Default BAR configuration grabbed from Linux kernel boot log:

[    1.875727] pci 0000:04:00.0: reg 0x10: [mem 0xfaf00000-0xfaffffff 64bit pref]
[    1.883699] pci 0000:04:00.0: reg 0x18: [mem 0xfae00000-0xfaefffff pref]
[    1.891698] pci 0000:04:00.0: reg 0x1c: [io  0xe800-0xe8ff]
[    1.895718] pci 0000:04:00.0: reg 0x30: [mem 0xfbff0000-0xfbffffff pref]
[    1.903786] pci 0000:04:00.0: supports D1
[    1.907687] pci 0000:04:00.0: PME# supported from D0 D1 D3hot D3cold
[    1.911725] pci 0000:04:00.0: 2.000 Gb/s available PCIe bandwidth, limited by 2.5 GT/s x1 link at 0000:00:1c.0 (capable of 4.000 Gb/s with 5 GT/s x1 link)

Set BAR0 to 64KB non-prefetchable memory:

    HW_PCIE_EP_DEVICEID.U = 0xDEADBEAF;
    HW_PCIE_RC_REVID.U |= (PCI_CLASS_MEMORY_RAM << 16);
    HW_PCIE_EP_SSID.U = 0xDEADBEEF;

About memory mapping

For EP, the address is allocated by RC. For example the BAR0 is allocated to 0xfaf00000. Typically this should map to a fixed memory location in the EP device. The address translation is done by iATU. RC to EP access is inbound mapping, and EP to RC access is outbound maaping.

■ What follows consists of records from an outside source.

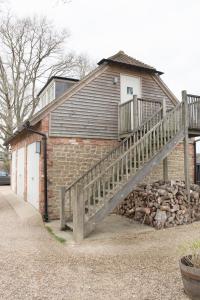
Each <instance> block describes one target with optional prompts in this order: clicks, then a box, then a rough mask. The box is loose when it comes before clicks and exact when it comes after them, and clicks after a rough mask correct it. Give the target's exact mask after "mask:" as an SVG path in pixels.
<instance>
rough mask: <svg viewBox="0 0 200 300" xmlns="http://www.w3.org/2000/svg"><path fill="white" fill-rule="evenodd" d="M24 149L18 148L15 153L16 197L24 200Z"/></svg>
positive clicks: (21, 148)
mask: <svg viewBox="0 0 200 300" xmlns="http://www.w3.org/2000/svg"><path fill="white" fill-rule="evenodd" d="M24 164H25V149H24V148H20V149H18V151H17V195H18V196H19V197H21V198H22V199H24V166H25V165H24Z"/></svg>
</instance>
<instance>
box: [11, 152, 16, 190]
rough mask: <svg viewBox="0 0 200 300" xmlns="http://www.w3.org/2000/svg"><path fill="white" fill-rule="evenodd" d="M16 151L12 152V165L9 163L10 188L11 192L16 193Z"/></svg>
mask: <svg viewBox="0 0 200 300" xmlns="http://www.w3.org/2000/svg"><path fill="white" fill-rule="evenodd" d="M16 154H17V153H16V151H13V152H12V163H11V188H12V190H13V192H16V175H17V174H16V171H17V168H16V167H17V165H16V164H17V160H16V157H17V155H16Z"/></svg>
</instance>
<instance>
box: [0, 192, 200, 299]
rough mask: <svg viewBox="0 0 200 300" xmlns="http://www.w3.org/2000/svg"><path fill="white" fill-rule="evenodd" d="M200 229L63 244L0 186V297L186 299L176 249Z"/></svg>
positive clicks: (17, 200)
mask: <svg viewBox="0 0 200 300" xmlns="http://www.w3.org/2000/svg"><path fill="white" fill-rule="evenodd" d="M199 232H200V224H199V223H195V224H193V225H189V226H182V227H179V228H173V229H168V230H162V231H150V232H144V233H140V234H139V233H138V234H135V233H132V232H131V231H130V230H129V231H128V232H126V233H125V234H123V231H121V232H120V234H119V235H117V236H116V235H115V236H113V237H112V235H110V236H109V238H108V237H107V238H105V239H104V238H103V236H102V237H101V239H95V238H93V239H92V240H91V239H89V240H86V241H85V242H84V243H83V244H82V245H81V246H80V245H79V246H78V245H76V246H75V245H72V244H67V243H66V245H62V244H60V243H59V242H57V241H56V240H55V239H54V238H53V237H52V236H51V235H50V234H49V233H48V232H47V230H46V229H45V227H44V225H43V223H42V221H41V218H40V216H39V215H38V214H37V212H36V211H35V210H34V209H33V208H32V207H30V206H29V205H28V204H25V203H24V202H20V201H19V200H18V199H17V198H16V196H15V195H13V193H12V192H11V191H10V189H9V188H8V187H0V299H3V300H4V299H9V300H12V299H20V300H24V299H65V300H66V299H69V300H76V299H77V300H79V299H80V300H82V299H83V300H90V299H91V300H93V299H97V300H98V299H103V300H106V299H109V300H112V299H117V300H118V299H119V300H120V299H124V300H127V299H136V300H156V299H158V300H168V299H169V300H171V299H173V300H175V299H180V300H184V299H188V298H187V297H186V296H185V294H184V292H183V289H182V282H181V278H180V274H179V268H178V257H179V256H180V255H181V253H180V250H179V248H180V246H183V245H185V240H186V239H187V240H188V241H192V240H194V239H198V238H199Z"/></svg>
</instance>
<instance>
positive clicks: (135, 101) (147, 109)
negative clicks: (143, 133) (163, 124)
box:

For inbound mapping, iATU could automatically map based on the address got from the RC, without software monitoring the BAR registers. The following functions maps the BAR0 to the specified address:

uint32_t pcie_map_inbound(uint32_t viewport, uint32_t tlp_type,
                          uint32_t addr_base_cpu_side, uint32_t bar)
{
    // configure as an inbound region
    HW_PCIE_PL_IATUVR_WR(BF_PCIE_PL_IATUVR_REGION_INDEX(viewport) |
            BF_PCIE_PL_IATUVR_REGION_DIRECTION(PCIE_IATU_VP_DIR_INBOUND));

    // configure target address
    HW_PCIE_PL_IATURLTA_WR(addr_base_cpu_side);
    HW_PCIE_PL_IATURUTA_WR(0);


    // configure TLP type
    HW_PCIE_PL_IATURC1_WR(BF_PCIE_PL_IATURC1_TYPE(tlp_type));

    // enable region and bar match type
    HW_PCIE_PL_IATURC2_WR(BF_PCIE_PL_IATURC2_BAR_NUMBER(0) |
            BF_PCIE_PL_IATURC2_RESPONSE_CODE(0x0) |
            BF_PCIE_PL_IATURC2_MATCH_MODE(1) |
            BF_PCIE_PL_IATURC2_REGION_ENABLE(1));

    return addr_base_cpu_side;
}

Note that in pcie_common.h, the definition for PCIE_IATU_VP_DIR_INBOUND and PCIE_IATU_VP_DIR_OUTBOUND are reversed.

Initialization process

  1. Enable PCIe PLL (pcie_clk_setup)
  2. Start PCIe controller in EP mode (pcie_init)
  3. Write PCIe configurations (device ID, subsystem ID, device class, BAR, etc.)
  4. Enable PCIe link
  5. Setup iATU address mapping

Some of the steps could be swapped.

TBH there aren't much info about how to properly program that. Maybe look into ADSP-SC589 Hardware Reference Manual?